Appleは2017年に開催した世界開発者会議(WWDC 2017)で、iOS 11を「iPad史上最大のアップデート」と謳った。iOS 11には、MacでおなじみのDockの採用や、画面分割によるマルチタスクの強化、ドラッグ&ドロップ操作など、生産性を高めるUIの向上が数多く盛りこまれていた。

WWDC 2018で発表されたiOS 12は、iPadに対してさほど大きなアナウンスがなかったかもしれない。しかし、iPadやMacの将来を占う上で重要な事項が隠されていた。

  • iOS 12は2013年モデルとなるiPad Air以降のiPadで動作する。プロセッサの活用方法の改善で、動作速度の体感的な向上を、古いデバイスでも実現するという

iOS 12でのiPadに関するアップデートは、基調講演の場では後述する新アプリの追加発表にとどまった。しかしAppleが公開したiOS 12の新機能リストのページには、いくつかの操作上の変更が告げられている。膨大な新機能リストの最後に用意されたその他の項目に「iPad gestures」という項目があるのだ。

ここでは、iPadについて、より簡単なジェスチャーが利用できるとして、ホームスクリーンの表示は画面下部から上へのスワイプ、コントロールセンターは右上から下へのスワイプ操作となる、と説明されている。

これらのジェスチャーは、ホームボタンがなくなったiPhone Xと共通のものだ。実機を触ったわけではないが、おそらくホームスクリーンを表示させるジェスチャーの動きを途中で止めれば、アプリ切り替えの画面が表示されるだろうことは想像に難くない。
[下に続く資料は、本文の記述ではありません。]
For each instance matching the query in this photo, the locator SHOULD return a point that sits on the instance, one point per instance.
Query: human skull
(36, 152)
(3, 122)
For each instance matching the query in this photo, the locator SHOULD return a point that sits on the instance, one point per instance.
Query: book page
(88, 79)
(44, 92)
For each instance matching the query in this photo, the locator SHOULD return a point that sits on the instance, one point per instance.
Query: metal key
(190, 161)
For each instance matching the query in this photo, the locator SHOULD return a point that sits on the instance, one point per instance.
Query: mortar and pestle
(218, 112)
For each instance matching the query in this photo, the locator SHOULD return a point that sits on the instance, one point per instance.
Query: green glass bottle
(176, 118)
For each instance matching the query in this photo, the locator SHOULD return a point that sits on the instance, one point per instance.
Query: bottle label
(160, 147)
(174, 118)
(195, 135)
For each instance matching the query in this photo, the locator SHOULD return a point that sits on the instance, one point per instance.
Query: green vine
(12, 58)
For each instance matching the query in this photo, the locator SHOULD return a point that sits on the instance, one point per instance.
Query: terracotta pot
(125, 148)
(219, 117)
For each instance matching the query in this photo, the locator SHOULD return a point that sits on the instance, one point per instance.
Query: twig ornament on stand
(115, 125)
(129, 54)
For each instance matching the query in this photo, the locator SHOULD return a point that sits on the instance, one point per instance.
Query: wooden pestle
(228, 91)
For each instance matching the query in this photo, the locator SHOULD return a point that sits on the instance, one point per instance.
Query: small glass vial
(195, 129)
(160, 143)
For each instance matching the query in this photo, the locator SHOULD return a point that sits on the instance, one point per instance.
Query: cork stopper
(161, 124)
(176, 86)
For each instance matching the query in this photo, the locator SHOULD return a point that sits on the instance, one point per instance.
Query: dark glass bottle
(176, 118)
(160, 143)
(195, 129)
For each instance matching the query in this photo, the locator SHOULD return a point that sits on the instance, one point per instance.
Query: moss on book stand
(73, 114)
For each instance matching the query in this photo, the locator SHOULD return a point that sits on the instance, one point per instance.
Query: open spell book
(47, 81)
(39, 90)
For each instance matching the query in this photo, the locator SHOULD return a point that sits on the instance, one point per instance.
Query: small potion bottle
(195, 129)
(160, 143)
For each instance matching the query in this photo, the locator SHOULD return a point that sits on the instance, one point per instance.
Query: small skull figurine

これまで、アプリ切り替え画面に用意されていたコントロールセンターには前述のように新たなジェスチャーが採用され、アプリ切り替え画面からは取り除かれるようだ。

iPhone 8以前のモデルでは、iPhone Xの新しい操作方法は利用できない。しかしiPad Proなどの現状ホームボタンが搭載されているモデルでは、iPadの新しいジェスチャーが利用可能となる。それがつまり、ホームボタンなしのiPadの登場に直結するとは判断つきかねるが、ホームボタンがなくても困らない操作方法を導入したのだけはハッキリしている。